Inverse design of self-assembling soft and porous materials via free energy- and deep learning-based evolution strategies
Dr. Alberto Perez de Alba Ortiz (Utrecht University)
Abstract: Self-assembly provides a promising route to synthesize nanomaterials with desired physical and chemical properties. While precise control of such ordering and aggregation processes remains a daunting task, computational inverse design can guide and boost their realization. Here, we apply evolutionary computation—i.e., covariance matrix adaptation evolution strategy—to reverse-engineer the formation of various target phases. Our typical design parameters include temperature, volume, pressure, terms of the interaction potential and molar fractions. Our target phases include FCC, HCP and diamond, as well as porous phases with square and hexagonal pores, and zeolites. We successfully stabilize a given target phase by optimizing a fitness across few generations of Monte Carlo or Molecular Dynamics sampling. Employing a machine-learned fitness based on a convolutional neural network classifier of diffraction patterns, we can flexibly target different phases without previous knowledge about their order parameters. Alternatively, using a free energy-based fitness along an order parameter—e.g., environment similarity or permutation invariant vector—we can accelerate sampling and control the stability of a target phase. By including multiple order parameters, we can design minimum free-energy pathways between different metastable phases. Our design pipeline provides a robust tool to control not only stable phases, but also transition pathways and metastable states of complex soft matter systems.

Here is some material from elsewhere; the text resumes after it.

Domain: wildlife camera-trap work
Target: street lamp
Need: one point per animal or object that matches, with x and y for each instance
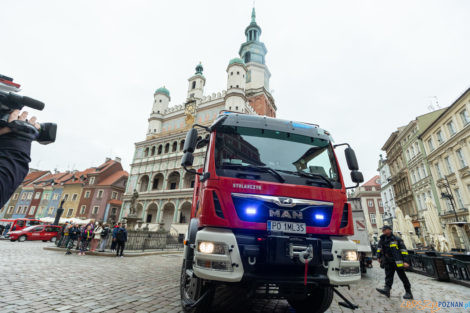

Speaker Bio: Alberto is currently a postdoctoral researcher in Prof. Marjolein Dijkstra’s Soft Condensed Matter group at Utrecht University, where he focuses on the inverse design of free-energy landscapes for self-assembling soft materials. Previously, he completed his PhD, cum laude, in Dr. Bernd Ensing’s Computational Chemistry group at the University of Amsterdam, where he developed and applied path-based free-energy methods for biomolecular transitions. He obtained his MSc in Computational Science and Engineering at the Technical University of Munich, where he wrote his thesis on adaptive quantum mechanics/molecular mechanics simulations of proton transfers at Prof. Karsten Reuter’s Theoretical Chemistry group and worked on enhanced sampling of biomolecular conformations at Prof. Martin Zacharias’ Biomolecular Dynamics group. Before that, he studied his BSc in Engineering Physics at the Monterrey Institute of Technology and Higher Education and worked for the steel and cement industries in his native Mexico.